While the stock band is very nice, it just doesn't give the watch any personality. I had this made up by a friend of mine that doesn't normally do this kind of work. Its a rusty/red, lightly distressed, oiled Italian leather with silver grey stitching, done in 22/22mm instead of the stock taper. I think it better suits the nature of the Classic M29...what do you guys think?

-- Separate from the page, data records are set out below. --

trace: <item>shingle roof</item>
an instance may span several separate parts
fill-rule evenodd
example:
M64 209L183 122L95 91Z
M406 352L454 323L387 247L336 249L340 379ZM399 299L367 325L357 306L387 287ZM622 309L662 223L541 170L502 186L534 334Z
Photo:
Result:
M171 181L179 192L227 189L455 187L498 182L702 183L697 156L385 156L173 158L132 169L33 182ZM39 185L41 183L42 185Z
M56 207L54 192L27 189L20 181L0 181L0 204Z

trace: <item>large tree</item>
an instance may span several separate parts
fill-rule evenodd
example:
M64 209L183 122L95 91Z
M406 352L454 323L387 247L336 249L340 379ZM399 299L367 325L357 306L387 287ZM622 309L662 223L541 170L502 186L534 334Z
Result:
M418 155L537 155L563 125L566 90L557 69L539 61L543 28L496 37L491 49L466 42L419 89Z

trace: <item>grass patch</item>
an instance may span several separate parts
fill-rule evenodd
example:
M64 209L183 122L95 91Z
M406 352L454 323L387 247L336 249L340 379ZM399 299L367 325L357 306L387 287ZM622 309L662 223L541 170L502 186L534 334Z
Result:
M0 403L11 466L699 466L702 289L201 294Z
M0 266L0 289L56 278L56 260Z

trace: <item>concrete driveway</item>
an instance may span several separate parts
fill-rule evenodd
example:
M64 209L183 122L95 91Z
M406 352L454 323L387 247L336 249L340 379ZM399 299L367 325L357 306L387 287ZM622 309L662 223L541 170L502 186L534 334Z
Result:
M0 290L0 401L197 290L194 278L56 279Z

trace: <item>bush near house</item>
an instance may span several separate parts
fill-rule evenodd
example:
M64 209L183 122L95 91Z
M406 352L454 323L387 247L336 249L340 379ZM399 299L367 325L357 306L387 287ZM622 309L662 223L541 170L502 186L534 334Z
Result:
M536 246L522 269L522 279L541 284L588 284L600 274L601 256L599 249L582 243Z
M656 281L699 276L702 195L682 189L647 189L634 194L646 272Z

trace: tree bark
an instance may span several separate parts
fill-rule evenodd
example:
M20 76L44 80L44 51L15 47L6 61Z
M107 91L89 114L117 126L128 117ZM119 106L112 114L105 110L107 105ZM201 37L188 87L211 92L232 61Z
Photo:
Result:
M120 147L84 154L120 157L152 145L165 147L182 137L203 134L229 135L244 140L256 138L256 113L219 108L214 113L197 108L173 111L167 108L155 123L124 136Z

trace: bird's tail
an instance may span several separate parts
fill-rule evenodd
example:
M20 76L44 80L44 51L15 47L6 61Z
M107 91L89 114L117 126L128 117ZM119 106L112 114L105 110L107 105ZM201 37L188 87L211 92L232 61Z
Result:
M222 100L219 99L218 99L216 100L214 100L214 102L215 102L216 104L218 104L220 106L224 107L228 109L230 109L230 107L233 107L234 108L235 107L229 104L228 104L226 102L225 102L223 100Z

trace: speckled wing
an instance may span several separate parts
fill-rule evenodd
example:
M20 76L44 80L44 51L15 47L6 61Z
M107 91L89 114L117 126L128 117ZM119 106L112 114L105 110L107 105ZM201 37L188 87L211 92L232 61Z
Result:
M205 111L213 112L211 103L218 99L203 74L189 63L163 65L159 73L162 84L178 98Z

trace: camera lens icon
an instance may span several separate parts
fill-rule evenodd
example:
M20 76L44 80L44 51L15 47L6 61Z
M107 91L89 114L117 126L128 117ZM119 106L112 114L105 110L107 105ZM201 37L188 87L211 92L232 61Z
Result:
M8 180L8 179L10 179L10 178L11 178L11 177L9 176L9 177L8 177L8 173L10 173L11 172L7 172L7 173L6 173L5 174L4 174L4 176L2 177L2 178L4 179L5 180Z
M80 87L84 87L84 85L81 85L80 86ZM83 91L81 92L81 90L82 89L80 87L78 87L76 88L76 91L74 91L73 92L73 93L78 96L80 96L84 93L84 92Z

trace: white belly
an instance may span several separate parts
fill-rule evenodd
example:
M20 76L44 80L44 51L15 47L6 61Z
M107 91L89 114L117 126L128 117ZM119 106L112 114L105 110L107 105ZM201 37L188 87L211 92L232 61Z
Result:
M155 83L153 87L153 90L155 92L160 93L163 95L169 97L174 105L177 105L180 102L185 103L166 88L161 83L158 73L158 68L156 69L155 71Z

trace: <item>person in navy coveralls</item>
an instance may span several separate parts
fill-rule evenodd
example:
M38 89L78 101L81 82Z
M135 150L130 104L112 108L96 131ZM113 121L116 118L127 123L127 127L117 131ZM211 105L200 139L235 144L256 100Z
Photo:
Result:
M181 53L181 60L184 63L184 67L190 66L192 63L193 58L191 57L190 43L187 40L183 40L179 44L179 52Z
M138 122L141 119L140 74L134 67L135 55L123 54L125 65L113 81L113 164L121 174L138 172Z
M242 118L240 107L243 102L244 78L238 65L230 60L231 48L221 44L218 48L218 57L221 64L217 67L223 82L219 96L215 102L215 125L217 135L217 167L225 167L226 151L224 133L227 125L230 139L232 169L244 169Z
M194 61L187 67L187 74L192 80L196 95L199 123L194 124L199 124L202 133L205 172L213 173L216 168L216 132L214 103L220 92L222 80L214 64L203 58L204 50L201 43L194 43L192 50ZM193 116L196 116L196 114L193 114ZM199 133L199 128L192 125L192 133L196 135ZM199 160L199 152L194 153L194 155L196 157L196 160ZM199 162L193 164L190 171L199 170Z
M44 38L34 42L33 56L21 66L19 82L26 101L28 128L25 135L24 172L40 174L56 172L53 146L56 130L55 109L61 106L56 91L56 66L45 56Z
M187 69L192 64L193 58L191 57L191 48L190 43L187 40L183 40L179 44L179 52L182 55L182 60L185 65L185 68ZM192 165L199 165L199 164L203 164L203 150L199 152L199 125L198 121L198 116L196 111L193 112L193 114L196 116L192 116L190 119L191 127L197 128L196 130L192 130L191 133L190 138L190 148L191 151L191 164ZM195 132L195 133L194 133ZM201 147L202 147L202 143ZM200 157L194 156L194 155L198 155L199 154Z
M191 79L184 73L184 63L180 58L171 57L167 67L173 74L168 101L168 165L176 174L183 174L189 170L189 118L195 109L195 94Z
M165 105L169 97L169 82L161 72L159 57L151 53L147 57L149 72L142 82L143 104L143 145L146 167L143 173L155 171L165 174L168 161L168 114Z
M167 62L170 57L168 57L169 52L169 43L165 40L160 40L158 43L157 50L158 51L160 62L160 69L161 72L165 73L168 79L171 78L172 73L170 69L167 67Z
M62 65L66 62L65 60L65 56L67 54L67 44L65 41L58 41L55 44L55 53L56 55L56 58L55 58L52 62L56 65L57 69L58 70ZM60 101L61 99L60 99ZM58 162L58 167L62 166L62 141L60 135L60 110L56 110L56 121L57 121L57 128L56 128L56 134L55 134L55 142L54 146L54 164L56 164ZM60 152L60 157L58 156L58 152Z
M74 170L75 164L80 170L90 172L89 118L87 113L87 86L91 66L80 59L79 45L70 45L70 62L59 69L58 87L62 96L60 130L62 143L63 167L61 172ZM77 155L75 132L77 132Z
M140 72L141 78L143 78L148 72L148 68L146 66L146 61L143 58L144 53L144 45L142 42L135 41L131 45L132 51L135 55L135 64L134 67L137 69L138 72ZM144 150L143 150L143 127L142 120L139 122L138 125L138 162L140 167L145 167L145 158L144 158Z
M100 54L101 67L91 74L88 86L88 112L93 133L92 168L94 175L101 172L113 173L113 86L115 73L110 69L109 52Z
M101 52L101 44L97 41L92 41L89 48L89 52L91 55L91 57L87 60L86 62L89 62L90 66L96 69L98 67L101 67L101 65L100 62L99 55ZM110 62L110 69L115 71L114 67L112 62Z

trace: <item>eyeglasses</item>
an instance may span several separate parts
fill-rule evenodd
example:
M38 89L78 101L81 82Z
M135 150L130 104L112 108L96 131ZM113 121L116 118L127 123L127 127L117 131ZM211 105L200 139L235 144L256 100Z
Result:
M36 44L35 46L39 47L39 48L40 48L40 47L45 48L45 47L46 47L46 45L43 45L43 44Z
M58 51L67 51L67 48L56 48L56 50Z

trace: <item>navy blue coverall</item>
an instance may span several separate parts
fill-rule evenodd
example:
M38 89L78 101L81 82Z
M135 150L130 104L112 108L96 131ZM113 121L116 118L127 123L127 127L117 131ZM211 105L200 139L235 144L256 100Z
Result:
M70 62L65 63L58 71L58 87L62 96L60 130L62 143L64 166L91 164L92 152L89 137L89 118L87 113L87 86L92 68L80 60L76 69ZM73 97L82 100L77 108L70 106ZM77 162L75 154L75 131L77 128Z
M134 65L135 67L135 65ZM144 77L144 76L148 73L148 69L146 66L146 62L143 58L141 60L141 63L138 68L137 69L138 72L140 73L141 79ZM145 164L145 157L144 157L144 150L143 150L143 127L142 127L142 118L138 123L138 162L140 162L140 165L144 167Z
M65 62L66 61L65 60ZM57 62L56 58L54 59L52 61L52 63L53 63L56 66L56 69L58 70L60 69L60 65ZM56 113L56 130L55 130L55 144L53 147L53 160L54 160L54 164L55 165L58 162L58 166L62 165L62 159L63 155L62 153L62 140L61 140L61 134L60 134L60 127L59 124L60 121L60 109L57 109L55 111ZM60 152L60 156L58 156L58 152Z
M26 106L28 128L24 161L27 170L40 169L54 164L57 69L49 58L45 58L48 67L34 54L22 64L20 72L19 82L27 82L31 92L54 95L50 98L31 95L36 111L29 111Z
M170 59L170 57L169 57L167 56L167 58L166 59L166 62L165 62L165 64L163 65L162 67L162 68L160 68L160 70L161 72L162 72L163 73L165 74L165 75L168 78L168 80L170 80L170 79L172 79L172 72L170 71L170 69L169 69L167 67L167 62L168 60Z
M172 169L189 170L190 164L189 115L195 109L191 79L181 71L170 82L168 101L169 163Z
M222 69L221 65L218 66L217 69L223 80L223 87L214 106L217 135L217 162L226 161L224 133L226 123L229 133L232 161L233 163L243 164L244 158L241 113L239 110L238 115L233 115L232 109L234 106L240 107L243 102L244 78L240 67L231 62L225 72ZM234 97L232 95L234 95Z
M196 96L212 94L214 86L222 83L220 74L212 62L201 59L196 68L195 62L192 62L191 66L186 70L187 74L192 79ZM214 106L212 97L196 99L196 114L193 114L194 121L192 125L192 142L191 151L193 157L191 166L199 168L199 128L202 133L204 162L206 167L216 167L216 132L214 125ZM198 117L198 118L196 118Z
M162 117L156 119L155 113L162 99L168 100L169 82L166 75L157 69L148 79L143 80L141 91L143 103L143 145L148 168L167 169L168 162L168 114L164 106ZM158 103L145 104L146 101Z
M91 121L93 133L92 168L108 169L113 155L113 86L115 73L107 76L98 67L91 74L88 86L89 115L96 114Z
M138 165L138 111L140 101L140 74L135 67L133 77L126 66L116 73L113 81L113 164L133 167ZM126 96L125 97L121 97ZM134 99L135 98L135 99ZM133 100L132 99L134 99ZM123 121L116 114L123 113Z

SORRY: forgot to push the crown back in before shooting pics.


----------



## logan2z (Sep 23, 2012)

*Re: Mühle Glashütte M29 Classic NEW SHOES*

I think it looks great. The color works very well with the watch and I prefer a non-tapered strap. Great choice!


----------



## rationaltime (May 1, 2008)

I think your new strap looks good. It doesn't look new,
and it matches the classic character of the watch.


Thanks,
rationaltime


----------



## CM HUNTER (May 16, 2011)

Looks terrific! Blends perfectly with the character of the watch.


----------



## Fatz028 (Mar 14, 2009)

Looks Great! It's a perfect match and makes the watch look vintage.


----------



## Cybotron (Dec 7, 2006)

Looks good. I think the stock strap is not up too par so I changed mine also.


----------



## oil (Sep 12, 2013)

Beautiful watch


----------



## David Woo (Feb 12, 2006)

nice, those brushed lugs are cool.


----------